Department of Human Genetics, McGill University, Montreal, QC H3A 1B1, Canada; McGill University and Genome Quebec Innovation Centre, Montreal, QC H3A 0G1, Canada.
Department of Pathology, McGill University, Montreal, QC H3A 2B4, Canada.
Cell Rep. 2018 May 8;23(6):1639-1650. doi: 10.1016/j.celrep.2018.04.031.
Widespread remodeling of the transcriptome is a signature of cancer; however, little is known about the post-transcriptional regulatory factors, including RNA-binding proteins (RBPs) that regulate mRNA stability, and the extent to which RBPs contribute to cancer-associated pathways. Here, by modeling the global change in gene expression based on the effect of sequence-specific RBPs on mRNA stability, we show that RBP-mediated stability programs are recurrently deregulated in cancerous tissues. Particularly, we uncovered several RBPs that contribute to the abnormal transcriptome of renal cell carcinoma (RCC), including PCBP2, ESRP2, and MBNL2. Modulation of these proteins in cancer cell lines alters the expression of pathways that are central to the disease and highlights RBPs as driving master regulators of RCC transcriptome. This study presents a framework for the screening of RBP activities based on computational modeling of mRNA stability programs in cancer and highlights the role of post-transcriptional gene dysregulation in RCC.

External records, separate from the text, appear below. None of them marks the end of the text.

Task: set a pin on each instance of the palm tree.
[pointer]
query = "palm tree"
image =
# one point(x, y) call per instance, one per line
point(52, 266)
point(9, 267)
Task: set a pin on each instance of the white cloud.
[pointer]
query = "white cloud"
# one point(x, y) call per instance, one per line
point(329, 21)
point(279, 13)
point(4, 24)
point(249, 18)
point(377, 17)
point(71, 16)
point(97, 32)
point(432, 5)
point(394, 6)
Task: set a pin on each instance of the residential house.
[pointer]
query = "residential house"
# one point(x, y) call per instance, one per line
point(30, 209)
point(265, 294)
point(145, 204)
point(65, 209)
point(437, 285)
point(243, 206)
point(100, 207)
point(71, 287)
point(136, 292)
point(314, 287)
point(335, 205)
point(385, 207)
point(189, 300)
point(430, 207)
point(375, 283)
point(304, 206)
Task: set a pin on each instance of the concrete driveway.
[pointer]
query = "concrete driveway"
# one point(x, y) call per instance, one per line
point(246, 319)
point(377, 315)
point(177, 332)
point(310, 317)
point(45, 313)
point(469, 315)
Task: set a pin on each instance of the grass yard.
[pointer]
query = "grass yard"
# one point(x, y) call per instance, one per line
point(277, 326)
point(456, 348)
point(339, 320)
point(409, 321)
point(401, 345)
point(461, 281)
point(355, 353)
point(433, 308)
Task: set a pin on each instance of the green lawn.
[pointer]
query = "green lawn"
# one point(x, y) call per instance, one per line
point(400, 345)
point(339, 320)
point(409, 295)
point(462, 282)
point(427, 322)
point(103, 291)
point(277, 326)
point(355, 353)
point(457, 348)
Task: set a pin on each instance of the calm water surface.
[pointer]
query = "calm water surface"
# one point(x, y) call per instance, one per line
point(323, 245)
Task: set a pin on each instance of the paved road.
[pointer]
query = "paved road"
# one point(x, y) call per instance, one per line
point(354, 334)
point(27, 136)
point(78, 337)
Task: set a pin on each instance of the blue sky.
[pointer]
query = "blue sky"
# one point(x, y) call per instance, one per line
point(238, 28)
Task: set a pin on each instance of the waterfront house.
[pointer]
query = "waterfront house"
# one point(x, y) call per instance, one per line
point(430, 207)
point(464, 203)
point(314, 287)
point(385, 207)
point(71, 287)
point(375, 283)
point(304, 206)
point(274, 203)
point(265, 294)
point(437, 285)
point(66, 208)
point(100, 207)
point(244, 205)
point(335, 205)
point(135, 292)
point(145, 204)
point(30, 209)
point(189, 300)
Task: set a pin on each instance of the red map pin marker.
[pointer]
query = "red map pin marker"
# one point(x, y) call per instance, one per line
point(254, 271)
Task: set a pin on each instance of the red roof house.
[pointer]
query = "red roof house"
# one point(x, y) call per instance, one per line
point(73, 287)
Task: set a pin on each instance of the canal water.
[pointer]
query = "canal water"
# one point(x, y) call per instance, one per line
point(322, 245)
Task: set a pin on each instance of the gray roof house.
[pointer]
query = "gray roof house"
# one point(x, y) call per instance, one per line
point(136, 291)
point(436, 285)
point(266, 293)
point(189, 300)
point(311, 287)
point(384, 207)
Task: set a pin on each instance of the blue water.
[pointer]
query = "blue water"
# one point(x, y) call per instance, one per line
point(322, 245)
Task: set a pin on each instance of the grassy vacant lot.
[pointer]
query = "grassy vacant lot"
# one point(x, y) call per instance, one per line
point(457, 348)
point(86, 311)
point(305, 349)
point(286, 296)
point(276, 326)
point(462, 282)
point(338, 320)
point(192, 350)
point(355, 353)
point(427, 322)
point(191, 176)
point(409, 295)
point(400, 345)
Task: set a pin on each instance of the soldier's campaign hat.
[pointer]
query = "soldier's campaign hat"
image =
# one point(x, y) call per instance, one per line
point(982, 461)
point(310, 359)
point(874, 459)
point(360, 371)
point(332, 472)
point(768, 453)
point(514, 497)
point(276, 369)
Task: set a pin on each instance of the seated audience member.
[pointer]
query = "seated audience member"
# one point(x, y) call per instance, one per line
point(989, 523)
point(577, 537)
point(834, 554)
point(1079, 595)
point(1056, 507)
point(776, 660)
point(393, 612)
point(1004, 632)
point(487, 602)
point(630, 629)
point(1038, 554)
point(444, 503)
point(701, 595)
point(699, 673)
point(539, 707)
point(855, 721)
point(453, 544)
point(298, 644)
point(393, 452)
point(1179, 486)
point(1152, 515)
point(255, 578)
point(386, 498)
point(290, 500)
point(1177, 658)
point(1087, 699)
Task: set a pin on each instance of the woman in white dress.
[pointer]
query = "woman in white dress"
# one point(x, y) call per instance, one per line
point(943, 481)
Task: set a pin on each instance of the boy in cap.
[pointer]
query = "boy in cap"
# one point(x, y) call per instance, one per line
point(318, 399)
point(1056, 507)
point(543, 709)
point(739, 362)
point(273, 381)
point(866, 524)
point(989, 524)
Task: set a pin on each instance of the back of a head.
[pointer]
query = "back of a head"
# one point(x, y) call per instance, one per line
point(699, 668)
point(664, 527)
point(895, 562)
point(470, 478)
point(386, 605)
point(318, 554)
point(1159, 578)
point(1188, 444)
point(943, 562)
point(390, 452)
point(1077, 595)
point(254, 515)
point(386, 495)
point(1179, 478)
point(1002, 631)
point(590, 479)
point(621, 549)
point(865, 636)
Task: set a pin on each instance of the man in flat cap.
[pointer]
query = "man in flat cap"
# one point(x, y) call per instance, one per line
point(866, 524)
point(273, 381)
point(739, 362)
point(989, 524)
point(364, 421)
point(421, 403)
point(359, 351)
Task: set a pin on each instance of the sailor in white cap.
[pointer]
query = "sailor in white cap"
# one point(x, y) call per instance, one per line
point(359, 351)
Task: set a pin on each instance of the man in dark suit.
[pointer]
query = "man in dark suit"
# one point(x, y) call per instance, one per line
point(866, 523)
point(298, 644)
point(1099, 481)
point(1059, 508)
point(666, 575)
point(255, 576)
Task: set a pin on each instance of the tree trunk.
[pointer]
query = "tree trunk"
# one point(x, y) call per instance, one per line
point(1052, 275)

转录组的广泛重构是癌症的一个特征;然而,人们对包括 RNA 结合蛋白(RBPs)在内的转录后调控因子知之甚少,这些因子调节 mRNA 的稳定性,以及 RBPs 在多大程度上有助于与癌症相关的途径。在这里,我们通过基于序列特异性 RBPs 对 mRNA 稳定性的影响来模拟基因表达的全局变化,表明 RBP 介导的稳定性程序在癌组织中经常失调。特别是,我们发现了几个 RBPs 有助于肾细胞癌(RCC)的异常转录组,包括 PCBP2、ESRP2 和 MBNL2。在癌细胞系中调节这些蛋白质会改变疾病中心的途径的表达,并强调 RBPs 是 RCC 转录组的主要调控因子。这项研究提出了一种基于癌症中 mRNA 稳定性程序的计算建模来筛选 RBP 活性的框架,并强调了转录后基因失调在 RCC 中的作用。